Üç Kelimeyle 60 Yıl: Uluslararası Ortaklıklar, Büyüme, İnovasyon

0
234
Pierre Fabre Grubu’nun CEO’su Eric Ducournau

Fransa merkezli ilaç ve dermokozmetik markası Pierre Fabre, bu sene 60’ıncı yaşını kutluyor. Türkiye dahil 41 ülkede faaliyet gösteren Pierre Fabre Grubu’nun CEO’su Eric Ducournau, markanın 60 yıllık başarı hikayesini özetleyecek anahtar kelimelerin büyüme, uluslararası ortaklıklar ve inovasyon olduğunu söylüyor. SEBLA KUTSAL

Eczacı ve Botanilkçi Pierre Fabre’ın 1962 yılında Fransa’da kurduğu Pierre Fabre Grubu bu sene 60’ıncı yaşını kutluyor. Onkoloji, dermatoloji, dermokozmetik, kadın sağlığı, üroloji ve tüketici sağlığı alanlarında hizmet veren grubun CEO’su Eric Ducournau, Fortune Türkiye’ye verdiği özel röportajda sektöre ilişkin öngörülerinden kanser çalışmalarına, Yeşil Etki Endeksi’nden Türkiye özelindeki hedeflerine kadar pek çok konuda aydınlatıcı bilgiler paylaştı. Ducournau, grubun 60 yıllık başarısında; sağlanan büyüme, kurulan uluslararası ortaklıklar ve inovasyonun etkili olduğunu düşünüyor.

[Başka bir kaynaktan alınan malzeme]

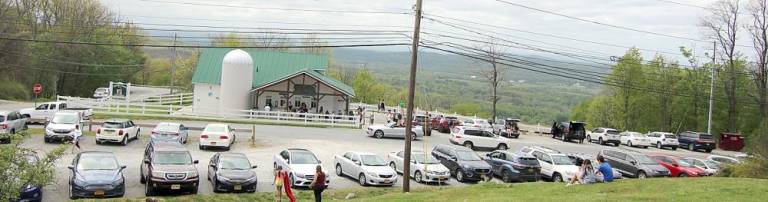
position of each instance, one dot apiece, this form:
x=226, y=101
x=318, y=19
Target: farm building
x=228, y=80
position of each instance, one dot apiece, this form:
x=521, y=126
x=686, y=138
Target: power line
x=606, y=24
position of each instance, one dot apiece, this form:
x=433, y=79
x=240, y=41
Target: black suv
x=169, y=166
x=518, y=167
x=696, y=141
x=634, y=164
x=568, y=131
x=464, y=163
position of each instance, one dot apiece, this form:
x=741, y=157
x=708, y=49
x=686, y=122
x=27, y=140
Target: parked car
x=568, y=131
x=676, y=167
x=393, y=130
x=555, y=166
x=723, y=159
x=424, y=168
x=47, y=110
x=446, y=123
x=101, y=93
x=117, y=130
x=663, y=139
x=166, y=131
x=604, y=136
x=463, y=163
x=578, y=160
x=231, y=172
x=168, y=166
x=366, y=168
x=217, y=135
x=96, y=174
x=474, y=138
x=696, y=141
x=10, y=123
x=300, y=165
x=62, y=126
x=709, y=167
x=514, y=167
x=634, y=164
x=634, y=139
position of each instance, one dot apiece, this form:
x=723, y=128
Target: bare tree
x=493, y=53
x=758, y=30
x=723, y=27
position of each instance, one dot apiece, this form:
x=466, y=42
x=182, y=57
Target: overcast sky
x=650, y=15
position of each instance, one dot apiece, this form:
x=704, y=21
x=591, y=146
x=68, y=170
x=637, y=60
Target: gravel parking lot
x=270, y=140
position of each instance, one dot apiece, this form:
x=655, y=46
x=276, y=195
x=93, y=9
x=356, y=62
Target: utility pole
x=173, y=62
x=411, y=89
x=712, y=88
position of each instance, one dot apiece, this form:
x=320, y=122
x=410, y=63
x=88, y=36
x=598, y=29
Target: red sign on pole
x=37, y=88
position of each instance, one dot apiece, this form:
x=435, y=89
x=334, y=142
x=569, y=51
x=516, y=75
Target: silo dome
x=236, y=81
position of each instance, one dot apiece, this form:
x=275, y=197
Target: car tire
x=459, y=175
x=557, y=177
x=469, y=145
x=361, y=180
x=506, y=176
x=641, y=175
x=418, y=177
x=338, y=170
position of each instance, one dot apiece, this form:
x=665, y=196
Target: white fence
x=118, y=108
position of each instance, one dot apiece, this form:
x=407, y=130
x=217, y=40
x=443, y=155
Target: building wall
x=206, y=98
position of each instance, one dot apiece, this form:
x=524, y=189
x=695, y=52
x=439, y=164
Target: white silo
x=236, y=81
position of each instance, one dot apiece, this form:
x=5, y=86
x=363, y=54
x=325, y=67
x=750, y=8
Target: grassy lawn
x=668, y=189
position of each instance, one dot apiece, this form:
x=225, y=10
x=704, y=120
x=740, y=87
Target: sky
x=650, y=15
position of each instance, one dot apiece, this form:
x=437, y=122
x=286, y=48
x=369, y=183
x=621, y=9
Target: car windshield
x=303, y=158
x=97, y=162
x=424, y=158
x=65, y=119
x=372, y=160
x=561, y=160
x=112, y=125
x=172, y=158
x=234, y=163
x=216, y=129
x=167, y=128
x=467, y=156
x=643, y=159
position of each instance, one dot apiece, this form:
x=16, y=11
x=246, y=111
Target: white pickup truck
x=45, y=111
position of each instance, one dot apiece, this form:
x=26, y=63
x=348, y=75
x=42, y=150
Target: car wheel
x=506, y=176
x=469, y=145
x=417, y=177
x=361, y=180
x=557, y=177
x=338, y=170
x=641, y=175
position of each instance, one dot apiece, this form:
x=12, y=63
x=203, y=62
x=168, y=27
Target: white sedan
x=635, y=139
x=392, y=130
x=424, y=167
x=217, y=135
x=367, y=168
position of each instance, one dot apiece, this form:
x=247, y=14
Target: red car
x=676, y=167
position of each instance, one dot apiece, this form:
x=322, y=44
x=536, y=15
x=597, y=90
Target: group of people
x=588, y=175
x=283, y=184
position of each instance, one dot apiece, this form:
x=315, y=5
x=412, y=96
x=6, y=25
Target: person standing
x=318, y=184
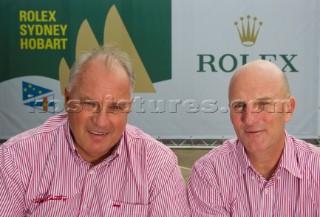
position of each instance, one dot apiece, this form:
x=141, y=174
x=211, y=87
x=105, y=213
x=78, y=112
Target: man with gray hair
x=264, y=171
x=89, y=161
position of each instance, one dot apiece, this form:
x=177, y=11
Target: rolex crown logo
x=248, y=33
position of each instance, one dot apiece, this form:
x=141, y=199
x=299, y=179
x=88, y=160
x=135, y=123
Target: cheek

1951 yılında bir eczane olarak yola başlayan, ardından şirketler grubuna dönüşen Pierre Fabre’ın bugün hisselerinin büyük kısmı, kamu yararı güden bir vakfa ait. Gelirin anlamlı bir bölümü Pierre Fabre Vakfı üzerinden geniş kapsamlı sosyal sorumluluk projelerinde kullanılıyor. Benzerine nadir rastlanan bu hissedarlık yapısının şirkete başlıca katkısının istikrar olduğunu belirten Eric Ducournau, şöyle devam ediyor: “İnovasyon ihtiyacı olan mesleklerde risk almak gerekir, çünkü yenilik demek risk demektir. Başarılı olunup olunmayacağı bilinmez. Borsaya kote şirketler gibi, hissedarlar için düzenli olarak finansal raporlar yayımlamak zorunda kalmamak belli bir istikrarı beraberinde getiriyor. Vakfa bağlı olunca, temettü olarak her sene ne kadara ihtiyacımız olacağını, bunun zamanla değişmeyeceğini biliyoruz. Vakfa karşı yükümlülüğümüz ise, üç senelik insani yardım programlarını başarıya ulaştırmasına olanak sağlamak. Çoğunluk hissesinin bir vakıfta olmasının yarattığı istikrar sayesinde, bizim uzun vadeli inovasyon programlarına girişmemiz mümkün oluyor.”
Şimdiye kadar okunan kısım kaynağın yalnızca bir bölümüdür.